Donald Trump’s dream of cutting corporate and individual tax rates is taking center stage as Wednesday approaches. On that day, he plans to unveil “maybe the biggest tax cut we’ve ever had.” Corporate taxes may be cut to 15 percent from 35 percent, and top individual tax rates from 39.6 percent to 25 percent. These cuts not only siphon money away from social programs into the pockets of top earners, but they also stiff the middle and working class by reinforcing the idea that trickle-down economics work.
The concept that slashing taxes on the wealthy will spur economic growth, encourage companies to hire more, and drive wages up is one of the most cherished among conservatives. Rather than have a progressive tax structure and using increased taxes to fund necessary social investments, we’re left with the tired idea that the free market will continue to attempt to fix everything. Instead of lowering taxes on the middle and working classes and offsetting it with increases on corporations and the rich, we’re told that we need to wait for this money after it passes through their hands. Proponents of trickle-down are either working people naive enough to think that the rich care about them, business owners stupid enough to not realize the lower classes are the consumers driving business growth, or wealthy capitalists selfish enough not to care.
It’s difficult to find an economic theory that has been disproved as many times as trickle-down. Since Ronald Reagan implemented widespread tax cuts, conservatives have had a difficult time letting go of their rose-colored views on low taxes for the wealthy. The oft-made comparison of the economy as a pie describes trickle-down as giving lower and middle-classes a smaller piece of it, but that growing the overall size of the pie offsets this. Unfortunately for proponents of trickle-down, analysis of these policies has shown that attempting to grow the economy this way does not result in growing incomes of the middle class, and that the times when the economy grew fastest were when middle class incomes had larger shares. This growth among top earners, while lower earners are left holding the bag, greatly adds to income inequality over time, something that the International Monetary Fund, Harvard Kennedy School Professor Christopher Jencks, Morgan Stanley, and Standard & Poor all conclude hinders economic growth.
While there is no shortage of excellent economic models and well-written books on the subject, the basic concept is not a difficult one to understand. Here’s the way you can explain it to your Reagan-loving friends and family: trickle-down assumes that with extra money left over, businesses will decide to invest in themselves, hiring more workers and expanding their capabilities. This is a cute idea, but the truth is that most business owners would rather have another vacation property than hire you. Their only incentive to hire workers and invest in them is when they have no choice but to do so. Trickle-down doesn’t work because it assumes wealthy people make decisions to benefit people other than themselves and shareholders; if you believe this is true, try explaining why CEOs that make millions of dollars don’t want to pay their employees a living wage.

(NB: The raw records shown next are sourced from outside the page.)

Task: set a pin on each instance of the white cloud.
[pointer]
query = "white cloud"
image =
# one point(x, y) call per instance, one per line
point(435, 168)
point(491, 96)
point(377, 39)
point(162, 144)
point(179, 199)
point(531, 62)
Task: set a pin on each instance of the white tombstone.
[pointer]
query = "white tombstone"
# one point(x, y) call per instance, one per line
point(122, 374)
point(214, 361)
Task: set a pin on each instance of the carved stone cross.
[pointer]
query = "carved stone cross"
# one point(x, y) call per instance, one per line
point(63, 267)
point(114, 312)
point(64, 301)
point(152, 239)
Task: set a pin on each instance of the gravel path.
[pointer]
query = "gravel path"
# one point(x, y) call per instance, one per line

The reality of our economy is that working and middle-class consumers are job creators; money left in their pocket becomes goods and services purchased by them, purchases that drive business growth. As businesses need to keep speed with demand, they have no choice but to hire more workers or lose their market share, something that cuts into their bottom line. The wealthy cannot be trusted to create jobs and wealth among all classes, and it’s up to a sensible tax system to force their hand. Trickle-down policies are anything but sensible, and the newest attempt at it is another barrier to becoming a fairer society.